お返しとばかりにスノウは尻尾を器用に使い、水をかけ返す。
「はー……生き返るわー」
リコリスは両手足を広げて、ぷかぷかと浮いていた。
とても気持ちいいらしく、その表情はとろけきっている。
そして、ソフィアは……
「ふふ、涼しくて気持ちいいですね」
「う、うん……そうだね」
膝の辺りまで水に浸かり、僕に白い肌を見せていた。
正確に言うと……水着姿だ。
色は白。
背中に大胆なカットが入っている。
清楚でありつつ扇状的でもあるという、どこか矛盾した水着だ。
でも、それはソフィアにとてもよく似合っている。
似合っているからこそ直視するのが恥ずかしくて、照れくさくて、ついつい目を逸らしてしまう。
一緒に水浴びをしようと言われた時は驚いたけど……
水着を着て、ということなので納得の話だ。
ただ、これはこれで恥ずかしい。
「フェイト、私の水着はどうですか? 似合っていませんか……?」
「え? あ、うん……す、すごく似合っているよ」
「なら、どうしてこちらを見てくれないのですか?」
「それは、その……」
「えいっ」
「ふわ!?」
抱きつかれてしまう。
水着姿でそんなことをしたら、いつも以上に、その……感触が大変なことに。
「ふふ。もしかして、照れているんですか?」
「えっと……」
「嬉しいです。
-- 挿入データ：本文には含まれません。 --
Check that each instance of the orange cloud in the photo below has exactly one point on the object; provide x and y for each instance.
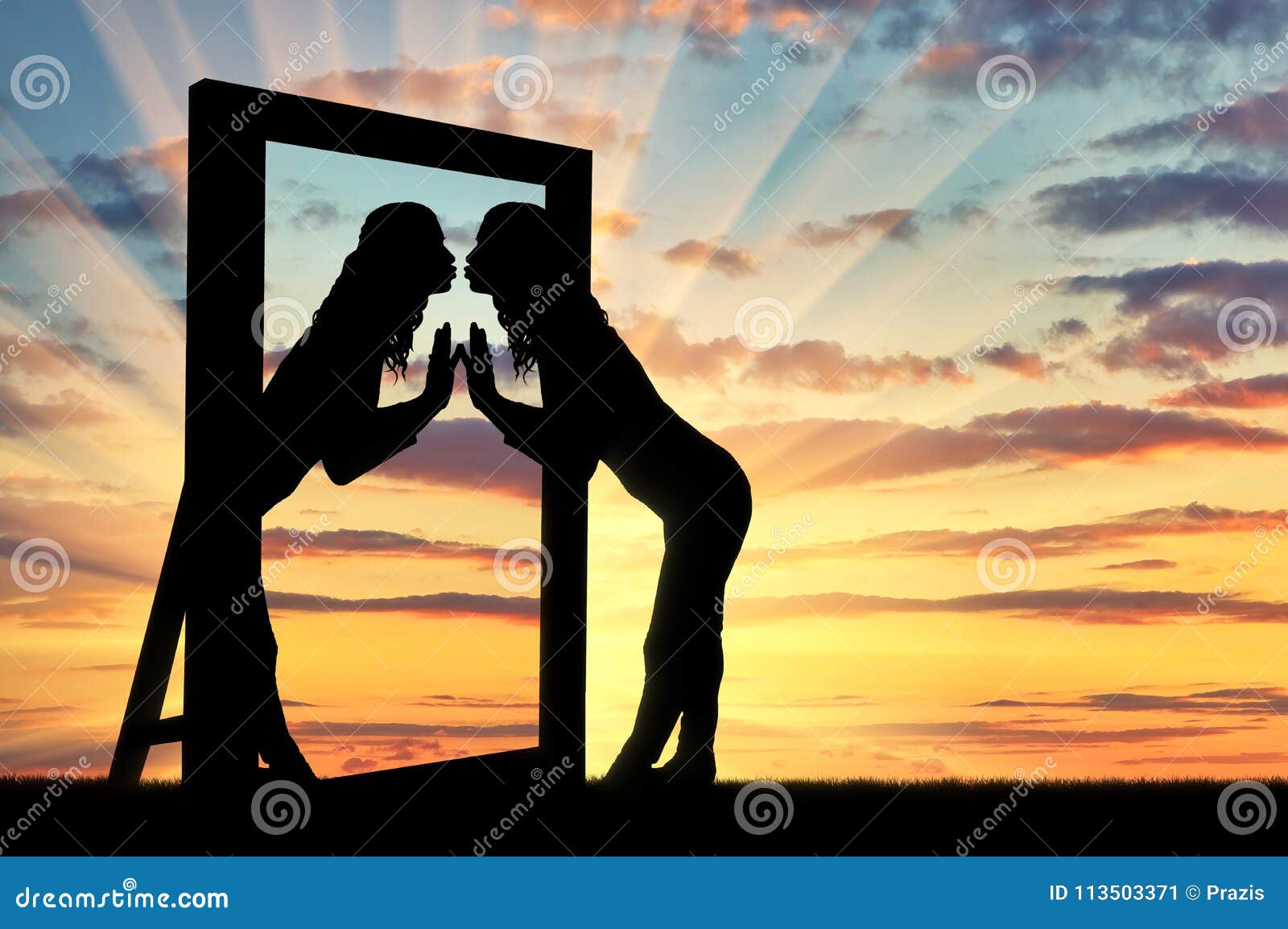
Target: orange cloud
(731, 262)
(617, 223)
(1245, 393)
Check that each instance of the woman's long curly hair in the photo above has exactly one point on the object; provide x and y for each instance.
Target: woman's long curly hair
(374, 270)
(545, 268)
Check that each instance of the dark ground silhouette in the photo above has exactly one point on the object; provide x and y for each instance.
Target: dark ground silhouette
(845, 817)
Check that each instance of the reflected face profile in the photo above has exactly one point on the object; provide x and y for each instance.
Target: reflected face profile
(508, 255)
(483, 264)
(441, 263)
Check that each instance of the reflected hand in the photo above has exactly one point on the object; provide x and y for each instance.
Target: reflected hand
(440, 378)
(478, 374)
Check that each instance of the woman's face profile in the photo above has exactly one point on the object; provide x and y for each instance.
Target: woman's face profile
(482, 266)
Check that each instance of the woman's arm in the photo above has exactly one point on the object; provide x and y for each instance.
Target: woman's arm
(527, 428)
(370, 437)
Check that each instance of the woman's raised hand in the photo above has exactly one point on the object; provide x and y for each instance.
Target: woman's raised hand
(478, 373)
(442, 361)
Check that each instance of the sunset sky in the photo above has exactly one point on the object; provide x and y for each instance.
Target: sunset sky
(1001, 360)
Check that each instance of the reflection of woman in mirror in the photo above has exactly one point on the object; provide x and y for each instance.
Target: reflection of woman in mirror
(321, 403)
(601, 406)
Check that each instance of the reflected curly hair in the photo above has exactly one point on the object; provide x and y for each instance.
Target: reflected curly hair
(545, 262)
(375, 270)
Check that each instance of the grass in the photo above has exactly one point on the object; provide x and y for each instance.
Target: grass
(383, 815)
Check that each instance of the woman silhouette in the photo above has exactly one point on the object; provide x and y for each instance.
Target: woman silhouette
(601, 406)
(322, 405)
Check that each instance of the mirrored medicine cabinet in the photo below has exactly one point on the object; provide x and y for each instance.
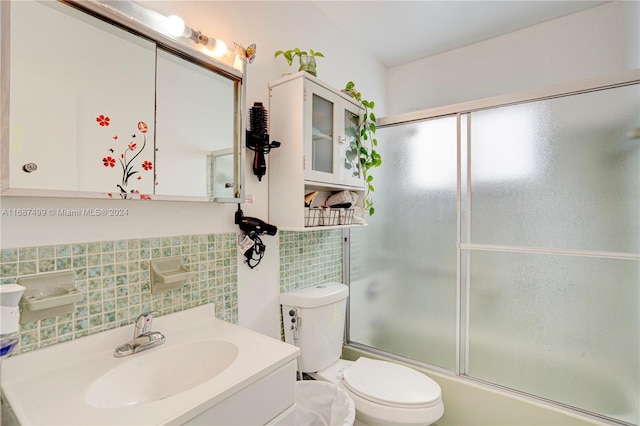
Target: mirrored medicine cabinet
(101, 103)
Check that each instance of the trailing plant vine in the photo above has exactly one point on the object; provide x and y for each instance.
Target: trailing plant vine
(289, 55)
(366, 142)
フェイトがそういう目で私を見てくれて」
「そこ、怒るところじゃないの?」
「好きな人が私に注目してくれる……女性として、とても嬉しいことですよ?」
そういうものなのかな?
「それで……私の水着姿、どうですか?」
「えっと、その……すごく綺麗で、でもかわいくて、なんかもう……最高です!」
「ふふ、ありがとうございます」
満足したらしく、ソフィアは僕から離れた。
そして、ぱしゃぱしゃと水をかけてくる。
「わぷっ」
「せっかくの水浴びなんです。フェイトも楽しみましょう?」
「……そうだね」
目に毒な光景……
いや、幸せ?
そんな状況だけど、これはこれで気にしない。
今この時間を楽しむことにしよう。
……王都に行ったら、そんな時間はないかもしれないからね。
「えいっ」
「きゃっ、やりましたね! んー……えいっ!」
「わわわっ」
水のかけっこをする。
それだけなのにすごく楽しくて、笑顔があふれて止まらない。
「やれやれ」
いつの間にか浮き輪を使ってぷかぷかと浮いているリコリスは、そんな僕達を見て苦笑する。
「いつでもどこでも、あの二人は変わらないわねー」
「おとーさん、おかーさん、仲良し!」
「オンッ!」
「違うわ、アイシャ。ああいうのは……」
「ばかっぷる?」
「それも違うわ。あの二人は、ばかっぷるを超えたばかっぷる……そう、どばかっぷるよ!!!」
「おー」
リコリスの迫力に感じるものがあったのか、アイシャはぱちぱちと拍手をして……
「娘に変なことを教えないでください!」
「ぎゃん!?」
しっかりと話を聞いていたソフィアが水を放ち、リコリスは吹き飛ばされるのだった。